# Private Sections Of Rivers & Streams?



## MAP IT (Jun 7, 2001)

Hello, I'm a new member to this site. I have been reading messages for a few days 
now and I'm wondering about these people who post, fence or chain off sections of 
streams and rivers claiming that they are private property. Does anyone know if 
this is lawful? I have never personally seen anything like this, but have read a few 
posts about it. If it's true then why does our conservation money help stock some of 
these rivers and streams? If I'm going to fish a certain river or stream that I know 
has been stocked by the DNR, I'm gong to fish! These people who think that they 
can just cut us off from certain sections are crazy! I'm certainly not paying 
conservation money for some private land owner to tell me I can't fish his or her 
river/stream frontage. Or what they think they own. I've been a land surveyor for 
years and have never seen one land owner owning rights to any one part of a river, 
stream or lake. If anyone can answer or give any information or thoughts about this 
issue can you please post a reply or send any information on where I can get 
answers I would appreciate it very much. Good luck if your heading out this 
weekend.


----------



## mickey (Sep 25, 2000)

I couldn't agree more. BUT, this is Rochester. (Don't take offense. I live in Rochester) People in this part of the state (and I know this is a generalization and most people on this site are not included) don'r respect or understand nature. They weren't raised to. So, by you fishing in their backyard, they lose the "norman rockwell" picture that they envision. I'm tired of it. TEAR DOWN THE WALL! Of course, I mean to take legal action to have it removed. Just like some people around here to fence off a stream. ridiculous.


----------



## Woolybugger (Feb 26, 2001)

You can lawfully fish any river that is navigable. I guess the measuring stick is if you could float a log down it. Seems reasonable since my brother and I frequently take a canoe through a couple inches of water. You have to stay in the water and can only go up to the high water mark to cross obstacles. These areas of the Paint sound like they should be legally accessable.
If you want DNR support check with Boehr under the Michigan Game Law section.


----------



## jnpcook (Jan 19, 2000)

Boeh answered this question a while ago. I will try to search and bump it back to the top. I am still trying to find out about that chain upstream of Tienken but will post when I find out.

John


----------



## Erik (Jan 17, 2000)

I believe you will find that if a landowner owns both sides of a creek or stream, and that creek or stream has not been deemed to be "navigable" by the state, then said landowner may post a fence acrossed the section that he owns. Now a person has to wonder the liability of said land owner should someone get hurt due to his fence, private land or not.


----------



## jnpcook (Jan 19, 2000)

Here is a response I got from an email I sent to Clinton Valley Trout Unlimited,

"We have been and are in contact with the DNR about this. They have advised
us that the Paint Creek in a non-navigable stream and that the landowner is
not in any violation as long as he/she owns both sides of the stream.

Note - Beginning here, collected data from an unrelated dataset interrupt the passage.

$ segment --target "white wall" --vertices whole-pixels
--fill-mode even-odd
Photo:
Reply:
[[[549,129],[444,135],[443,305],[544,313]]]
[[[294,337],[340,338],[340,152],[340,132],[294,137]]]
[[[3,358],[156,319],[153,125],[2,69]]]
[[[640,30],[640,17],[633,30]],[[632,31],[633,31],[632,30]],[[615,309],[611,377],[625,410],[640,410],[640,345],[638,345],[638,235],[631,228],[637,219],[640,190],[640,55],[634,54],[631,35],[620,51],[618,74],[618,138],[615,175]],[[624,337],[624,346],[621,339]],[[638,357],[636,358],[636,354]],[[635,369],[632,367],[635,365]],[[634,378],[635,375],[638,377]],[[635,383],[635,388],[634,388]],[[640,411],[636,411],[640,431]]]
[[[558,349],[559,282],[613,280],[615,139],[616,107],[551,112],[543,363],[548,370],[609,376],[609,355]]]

The only other option is to contact the landowner and ask for permission to
cross.

This has also been reported to law enforcement division of the DNR, with no
response as of yet.

Robert Bowden
President, Clinton Valley Trout Unlimited"


----------



## MAP IT (Jun 7, 2001)

Thank you. I did just that. I found almost all of the information I could ask for. I printed the 86 pages of water97 and it made for some very interesting reading.


----------